While he pondered his future, others were planning it for him. Don Ricardo Aldaya was already preparing a post for him in his firm, to initiate him into the business. The hatter, for his part, had decided that if his son did not want to continue in the family business, he could forget about sponging off him. He had secretly set in motion his plan to send Julian to the army, where a few years of military life would cure him of his delusions of grandeur. Julian was unaware of such plans, and by the time he found out what others had arranged for him, it would be too late. Only Penelope occupied his thoughts, and now the feigned distance and the clandestine meetings no longer satisfied him. He insisted on seeing her more often, increasing the risk of discovery. Jacinta did what she could to cover for them: she lied repeatedly and concocted a thousand and one ruses to give them a few moments on their own. She understood that this was not enough for Penelope and Julian. The governess had for some time now recognized in their looks the defiance and arrogance of desire: a blind desire to be discovered, a hope that their secret would become an open scandal so that they would no longer have to hide in corners and attics, to love one another in the dark.

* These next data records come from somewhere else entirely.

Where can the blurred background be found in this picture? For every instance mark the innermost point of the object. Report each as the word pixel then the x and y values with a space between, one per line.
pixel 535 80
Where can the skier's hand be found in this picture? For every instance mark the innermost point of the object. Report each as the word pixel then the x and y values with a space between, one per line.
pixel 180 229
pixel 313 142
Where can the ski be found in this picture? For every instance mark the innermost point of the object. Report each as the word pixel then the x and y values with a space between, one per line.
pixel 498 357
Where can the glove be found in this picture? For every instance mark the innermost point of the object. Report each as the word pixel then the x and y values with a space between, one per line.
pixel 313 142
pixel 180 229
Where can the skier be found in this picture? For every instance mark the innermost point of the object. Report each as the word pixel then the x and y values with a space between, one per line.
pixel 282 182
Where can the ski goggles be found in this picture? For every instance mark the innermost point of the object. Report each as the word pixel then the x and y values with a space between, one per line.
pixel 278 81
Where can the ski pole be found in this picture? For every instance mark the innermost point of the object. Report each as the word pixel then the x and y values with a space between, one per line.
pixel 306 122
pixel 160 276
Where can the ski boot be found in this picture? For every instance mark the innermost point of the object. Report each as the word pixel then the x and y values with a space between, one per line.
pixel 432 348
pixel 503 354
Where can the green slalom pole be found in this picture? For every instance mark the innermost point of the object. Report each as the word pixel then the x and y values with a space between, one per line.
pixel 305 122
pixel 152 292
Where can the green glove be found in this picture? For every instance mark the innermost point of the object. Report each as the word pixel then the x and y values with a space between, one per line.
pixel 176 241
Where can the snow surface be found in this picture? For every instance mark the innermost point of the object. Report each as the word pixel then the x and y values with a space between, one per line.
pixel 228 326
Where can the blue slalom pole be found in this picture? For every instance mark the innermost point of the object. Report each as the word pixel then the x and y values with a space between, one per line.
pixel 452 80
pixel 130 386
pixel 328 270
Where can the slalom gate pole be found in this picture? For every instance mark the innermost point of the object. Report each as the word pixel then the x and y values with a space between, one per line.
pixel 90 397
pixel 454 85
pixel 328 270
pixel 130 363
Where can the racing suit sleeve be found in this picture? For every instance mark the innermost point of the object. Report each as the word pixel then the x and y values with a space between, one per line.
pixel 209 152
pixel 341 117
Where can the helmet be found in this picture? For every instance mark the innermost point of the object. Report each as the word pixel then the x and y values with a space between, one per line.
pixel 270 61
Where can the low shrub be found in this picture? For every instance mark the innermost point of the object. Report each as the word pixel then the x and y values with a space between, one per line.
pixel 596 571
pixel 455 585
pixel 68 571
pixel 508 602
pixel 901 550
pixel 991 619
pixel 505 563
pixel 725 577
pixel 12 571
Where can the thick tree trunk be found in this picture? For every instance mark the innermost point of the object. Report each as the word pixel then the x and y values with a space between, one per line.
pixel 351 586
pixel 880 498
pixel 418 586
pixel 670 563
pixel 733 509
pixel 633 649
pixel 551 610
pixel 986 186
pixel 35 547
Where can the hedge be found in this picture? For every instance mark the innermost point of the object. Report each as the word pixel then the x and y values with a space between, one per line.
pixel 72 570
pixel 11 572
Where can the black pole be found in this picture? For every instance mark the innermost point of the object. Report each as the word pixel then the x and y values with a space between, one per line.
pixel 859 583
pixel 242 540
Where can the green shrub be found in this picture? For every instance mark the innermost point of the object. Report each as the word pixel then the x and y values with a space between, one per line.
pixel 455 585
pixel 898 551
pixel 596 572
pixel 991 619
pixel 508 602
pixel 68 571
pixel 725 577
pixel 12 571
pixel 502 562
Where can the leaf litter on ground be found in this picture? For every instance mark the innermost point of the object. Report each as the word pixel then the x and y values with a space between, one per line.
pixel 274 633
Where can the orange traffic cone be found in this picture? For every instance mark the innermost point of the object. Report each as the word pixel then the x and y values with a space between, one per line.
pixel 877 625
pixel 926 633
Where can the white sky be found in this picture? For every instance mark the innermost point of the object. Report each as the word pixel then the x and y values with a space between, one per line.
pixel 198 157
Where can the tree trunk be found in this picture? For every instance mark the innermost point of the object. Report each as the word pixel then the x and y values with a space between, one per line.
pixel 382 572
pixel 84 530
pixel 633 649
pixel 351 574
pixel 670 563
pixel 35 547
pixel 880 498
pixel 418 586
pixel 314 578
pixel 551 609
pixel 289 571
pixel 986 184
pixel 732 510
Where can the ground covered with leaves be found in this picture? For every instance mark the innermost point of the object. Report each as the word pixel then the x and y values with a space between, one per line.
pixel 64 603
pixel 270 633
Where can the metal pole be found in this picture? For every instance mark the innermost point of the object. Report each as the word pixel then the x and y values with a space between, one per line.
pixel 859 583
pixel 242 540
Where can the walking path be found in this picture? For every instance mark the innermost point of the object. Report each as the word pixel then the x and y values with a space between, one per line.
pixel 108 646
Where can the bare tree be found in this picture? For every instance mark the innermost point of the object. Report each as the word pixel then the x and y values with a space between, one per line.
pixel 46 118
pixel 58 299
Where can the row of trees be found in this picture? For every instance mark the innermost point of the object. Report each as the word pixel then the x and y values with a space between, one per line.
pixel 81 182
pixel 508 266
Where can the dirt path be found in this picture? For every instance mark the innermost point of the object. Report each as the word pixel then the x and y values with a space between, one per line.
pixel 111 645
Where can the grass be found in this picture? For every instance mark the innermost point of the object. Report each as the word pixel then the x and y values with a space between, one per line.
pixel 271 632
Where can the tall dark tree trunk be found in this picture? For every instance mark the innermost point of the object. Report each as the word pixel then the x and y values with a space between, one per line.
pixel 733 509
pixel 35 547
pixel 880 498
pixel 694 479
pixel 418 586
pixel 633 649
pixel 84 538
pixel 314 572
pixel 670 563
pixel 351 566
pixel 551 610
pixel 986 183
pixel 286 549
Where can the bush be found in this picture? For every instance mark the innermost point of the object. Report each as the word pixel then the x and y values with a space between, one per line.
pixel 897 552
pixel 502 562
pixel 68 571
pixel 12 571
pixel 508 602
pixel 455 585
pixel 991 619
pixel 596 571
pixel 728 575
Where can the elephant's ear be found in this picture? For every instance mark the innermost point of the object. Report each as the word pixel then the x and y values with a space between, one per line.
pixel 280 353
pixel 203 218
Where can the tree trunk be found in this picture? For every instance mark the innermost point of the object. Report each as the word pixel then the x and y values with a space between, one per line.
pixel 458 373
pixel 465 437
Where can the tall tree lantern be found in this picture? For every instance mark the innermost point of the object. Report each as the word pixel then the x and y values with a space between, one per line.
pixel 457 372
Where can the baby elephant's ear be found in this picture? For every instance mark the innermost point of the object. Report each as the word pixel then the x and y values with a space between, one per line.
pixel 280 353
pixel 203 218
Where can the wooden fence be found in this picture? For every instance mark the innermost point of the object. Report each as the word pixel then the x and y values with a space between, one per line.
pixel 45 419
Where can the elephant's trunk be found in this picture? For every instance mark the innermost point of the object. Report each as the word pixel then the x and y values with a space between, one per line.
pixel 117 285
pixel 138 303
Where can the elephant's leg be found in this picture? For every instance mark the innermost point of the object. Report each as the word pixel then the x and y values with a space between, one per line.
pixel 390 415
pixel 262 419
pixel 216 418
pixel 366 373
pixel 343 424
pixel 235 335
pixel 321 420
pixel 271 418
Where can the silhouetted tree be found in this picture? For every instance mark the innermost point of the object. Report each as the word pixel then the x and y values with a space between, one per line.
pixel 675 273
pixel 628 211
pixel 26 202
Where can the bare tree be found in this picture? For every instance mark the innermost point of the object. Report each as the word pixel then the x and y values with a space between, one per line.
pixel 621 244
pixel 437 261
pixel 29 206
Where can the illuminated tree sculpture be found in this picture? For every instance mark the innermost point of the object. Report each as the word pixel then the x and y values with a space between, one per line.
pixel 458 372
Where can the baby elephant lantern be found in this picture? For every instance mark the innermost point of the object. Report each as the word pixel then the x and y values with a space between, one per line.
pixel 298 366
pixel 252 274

Sometimes, when Jacinta tucked Penelope up at night, the girl would burst into floods of tears and confess how she longed to flee with Julian, to catch the first train and escape to a place where nobody would know them. Jacinta, who remembered the sort of world that existed beyond the iron gates of the Aldaya mansion, shuddered and tried to dissuade her. Penelope was docile by nature, and the fear she saw in Jacinta's face was enough to soothe her. Julian was another matter.